Et comme les soldats nous avons nos armes : l’oreille pour ouïr et la
langue pour redire. Ce qui ne va pas non plus sans péril.
    — Et chez qui présentement travaillez-vous ?
demanda Monsieur de Guron.
    — Monsieur le Comte, dit vivement Fogacer, il n’est
peut-être pas opportun de poser meshui cette question. La réponse sera donnée
dès que la redisance sera recomposée, puisque c’est Monsieur le duc d’Orbieu ou
vous-même qui devez la mettre par écrit et la transmettre à Sa Majesté.

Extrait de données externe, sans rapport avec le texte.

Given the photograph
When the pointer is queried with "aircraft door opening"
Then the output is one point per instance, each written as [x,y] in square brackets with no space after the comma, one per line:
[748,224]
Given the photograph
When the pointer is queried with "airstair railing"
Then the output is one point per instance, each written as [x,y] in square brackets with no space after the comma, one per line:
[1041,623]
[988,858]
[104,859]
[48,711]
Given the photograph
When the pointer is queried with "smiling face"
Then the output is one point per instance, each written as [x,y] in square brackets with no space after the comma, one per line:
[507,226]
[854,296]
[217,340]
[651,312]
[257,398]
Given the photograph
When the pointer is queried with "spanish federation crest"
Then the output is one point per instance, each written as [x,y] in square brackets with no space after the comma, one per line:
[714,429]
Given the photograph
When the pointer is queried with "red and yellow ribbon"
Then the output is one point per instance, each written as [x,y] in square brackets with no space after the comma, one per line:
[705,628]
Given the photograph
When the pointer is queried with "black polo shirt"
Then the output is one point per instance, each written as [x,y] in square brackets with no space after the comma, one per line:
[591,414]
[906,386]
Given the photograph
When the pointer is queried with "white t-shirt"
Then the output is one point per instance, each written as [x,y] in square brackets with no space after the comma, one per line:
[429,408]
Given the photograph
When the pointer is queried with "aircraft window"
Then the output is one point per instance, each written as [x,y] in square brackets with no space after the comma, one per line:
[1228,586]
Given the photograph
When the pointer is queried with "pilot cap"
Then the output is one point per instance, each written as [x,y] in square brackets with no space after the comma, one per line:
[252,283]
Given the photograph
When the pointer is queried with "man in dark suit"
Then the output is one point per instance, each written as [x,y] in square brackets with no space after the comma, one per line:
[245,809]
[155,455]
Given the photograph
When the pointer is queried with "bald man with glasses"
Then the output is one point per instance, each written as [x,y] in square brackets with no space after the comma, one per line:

    Preuve qu’on ne peut jamais tout cacher. Fogacer avait caché
le nom de l’espionné, mais en même temps il avait dévoilé que le recruteur et
régent des rediseuses c’était lui. Quant au nom du quidam espionné, même avant
que la Zocoli nous l’eût soufflé, je connaissais ses préférences. C’était
Monsieur de Mesmes, membre du Parlement, qui déjà du vivant de Louis XIII
avait à deux reprises essayé d’empiéter sur le pouvoir du roi et s’était fait
rudement rabrouer par Sa Majesté. Il est évident que le Parlement et Monsieur
de Mesmes ne pouvaient faire cette fois-ci qu’une petite guerre mais quasiment
ouverte contre le pouvoir royal, à seule fin de le partager.
     
    *
    * *
     
    — Monsieur, je suis étonnée. Vous me parlez des
rediseuses, mais non des rediseurs. Je suppose néanmoins que le pouvoir
utilisait aussi des hommes à ces basses besognes.
    — Madame, permettez-moi de vous rebiquer quelque peu.
Une besogne qui sert les intérêts du roi ne peut être tenue pour basse.
    — Monsieur, expliquez-moi pourquoi il y a ce jour d’hui
en ce royaume tant de mésaise et de tracassement.